Les deux sénateurs du New Jersey, Andy Kim et Cory Booker, ont salué la décision, affirmant qu’elle « justifie les préoccupations que nous avons soulevées depuis longtemps concernant les mesures extraordinaires et illégales prises par l’administration Trump pour maintenir Habba en fonction sans confirmation du Sénat ». « La décision de la Cour souligne un principe simple mais fondamental : les procureurs fédéraux doivent être indépendants et nommés conformément à l’état de droit, et non en raison de leur loyauté politique ou par manœuvres politiques », rappellent-ils.

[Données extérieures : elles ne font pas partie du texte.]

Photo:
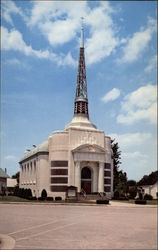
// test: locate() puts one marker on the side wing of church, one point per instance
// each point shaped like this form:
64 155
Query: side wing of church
79 156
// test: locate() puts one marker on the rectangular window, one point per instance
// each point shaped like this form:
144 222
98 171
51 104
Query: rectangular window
58 188
107 181
107 173
107 189
59 164
59 180
107 166
59 171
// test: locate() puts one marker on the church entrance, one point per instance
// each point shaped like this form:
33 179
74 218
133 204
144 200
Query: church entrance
86 179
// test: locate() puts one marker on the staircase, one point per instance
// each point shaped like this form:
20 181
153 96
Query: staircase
90 197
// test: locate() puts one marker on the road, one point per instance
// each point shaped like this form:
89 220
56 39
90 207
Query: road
79 227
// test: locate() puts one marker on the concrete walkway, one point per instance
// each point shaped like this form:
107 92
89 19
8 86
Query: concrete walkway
50 226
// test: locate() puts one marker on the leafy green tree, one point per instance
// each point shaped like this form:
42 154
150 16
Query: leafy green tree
16 176
120 177
116 161
149 179
44 194
132 188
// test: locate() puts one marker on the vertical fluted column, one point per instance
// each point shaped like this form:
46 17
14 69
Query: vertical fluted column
101 177
78 176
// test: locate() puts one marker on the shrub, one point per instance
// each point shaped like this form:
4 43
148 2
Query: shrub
16 190
141 202
58 198
116 195
41 198
148 197
44 194
49 198
102 201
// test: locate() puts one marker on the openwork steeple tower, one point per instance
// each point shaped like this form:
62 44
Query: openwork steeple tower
81 99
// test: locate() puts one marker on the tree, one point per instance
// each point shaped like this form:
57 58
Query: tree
120 177
149 179
132 188
44 194
16 176
116 161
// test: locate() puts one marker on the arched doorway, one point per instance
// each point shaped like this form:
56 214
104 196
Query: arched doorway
86 179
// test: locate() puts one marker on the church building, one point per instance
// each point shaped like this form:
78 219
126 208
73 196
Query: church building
79 156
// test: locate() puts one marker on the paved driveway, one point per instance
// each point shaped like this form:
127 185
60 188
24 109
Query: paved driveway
79 227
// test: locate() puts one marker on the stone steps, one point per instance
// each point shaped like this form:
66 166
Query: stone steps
90 197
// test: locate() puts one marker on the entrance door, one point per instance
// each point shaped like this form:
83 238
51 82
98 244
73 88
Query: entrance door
86 179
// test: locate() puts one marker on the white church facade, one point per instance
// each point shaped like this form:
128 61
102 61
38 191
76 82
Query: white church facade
79 156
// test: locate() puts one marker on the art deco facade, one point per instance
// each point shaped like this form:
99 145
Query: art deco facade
79 156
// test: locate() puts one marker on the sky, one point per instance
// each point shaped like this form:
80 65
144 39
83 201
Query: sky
39 56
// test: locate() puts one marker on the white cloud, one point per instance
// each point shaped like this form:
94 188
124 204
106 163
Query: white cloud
111 95
138 42
138 153
129 140
11 158
133 155
140 105
152 65
8 8
60 22
13 40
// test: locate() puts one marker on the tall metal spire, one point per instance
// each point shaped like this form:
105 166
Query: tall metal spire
81 99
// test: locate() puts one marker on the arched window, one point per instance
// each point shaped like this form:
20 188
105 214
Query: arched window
86 173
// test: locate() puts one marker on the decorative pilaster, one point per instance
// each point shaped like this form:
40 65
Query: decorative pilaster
78 176
101 177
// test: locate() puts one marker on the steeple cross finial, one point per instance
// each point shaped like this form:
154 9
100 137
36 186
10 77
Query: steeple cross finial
82 33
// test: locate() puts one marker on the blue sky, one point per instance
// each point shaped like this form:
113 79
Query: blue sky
39 56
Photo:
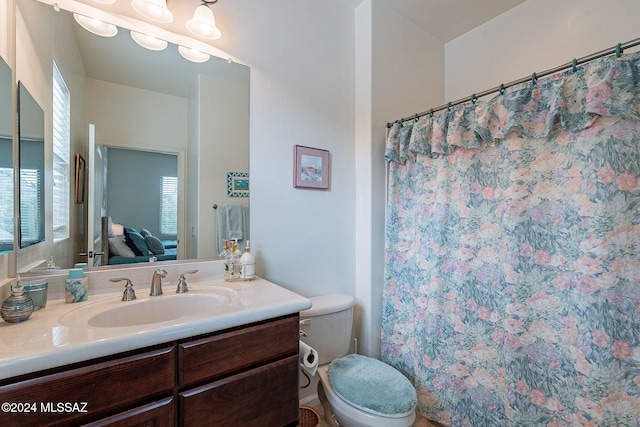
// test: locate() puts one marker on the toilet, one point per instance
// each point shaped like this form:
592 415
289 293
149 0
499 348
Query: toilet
355 390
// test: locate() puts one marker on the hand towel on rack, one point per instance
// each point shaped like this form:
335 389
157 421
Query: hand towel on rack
225 227
235 221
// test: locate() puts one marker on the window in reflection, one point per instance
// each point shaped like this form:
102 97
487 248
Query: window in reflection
61 155
169 205
31 203
6 196
31 153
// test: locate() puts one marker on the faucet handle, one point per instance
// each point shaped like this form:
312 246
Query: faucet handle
182 282
129 294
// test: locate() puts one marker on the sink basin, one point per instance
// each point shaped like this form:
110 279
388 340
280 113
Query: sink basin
155 310
113 314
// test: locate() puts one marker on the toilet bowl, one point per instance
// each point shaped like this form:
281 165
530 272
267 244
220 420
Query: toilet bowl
347 385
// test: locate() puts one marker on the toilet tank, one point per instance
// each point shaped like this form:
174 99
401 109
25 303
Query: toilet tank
327 325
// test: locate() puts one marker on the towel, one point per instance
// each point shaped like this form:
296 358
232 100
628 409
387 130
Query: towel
235 222
372 385
232 221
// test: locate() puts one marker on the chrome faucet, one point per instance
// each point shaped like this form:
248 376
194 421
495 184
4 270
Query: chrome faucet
129 294
156 282
182 282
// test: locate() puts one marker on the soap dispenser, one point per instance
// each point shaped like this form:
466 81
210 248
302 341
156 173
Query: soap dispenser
228 265
247 264
18 306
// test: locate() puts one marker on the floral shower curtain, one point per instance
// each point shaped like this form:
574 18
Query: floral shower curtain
512 271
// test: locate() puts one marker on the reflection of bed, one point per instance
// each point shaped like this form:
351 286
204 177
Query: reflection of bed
131 247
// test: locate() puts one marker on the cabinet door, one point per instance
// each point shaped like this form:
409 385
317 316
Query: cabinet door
91 392
156 414
264 396
224 354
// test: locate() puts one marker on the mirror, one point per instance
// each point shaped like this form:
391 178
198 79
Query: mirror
146 101
6 159
31 154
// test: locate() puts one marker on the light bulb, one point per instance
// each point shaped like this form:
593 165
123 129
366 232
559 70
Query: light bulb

Ce n’est pas la première fois que l’administration Trump tente de contourner les procédures en pour nommer à des postes cruciaux des amis de la cause MAGA particulièrement dévoués à Trump, mais c’est la première fois qu’une cour d’appel fédérale y met le holà.
La semaine dernière, la procureure choisie par Trump dans le district Est de Virginie a été disqualifiée par un tribunal de district. Nommée dans des conditions rocambolesques, Lindsey Halligan avait intenté des poursuites pénales contre l’ancien directeur du FBI, James Comey, et la procureure générale de New York, Letitia James. Les deux procédures avaient auparavant été invalidées.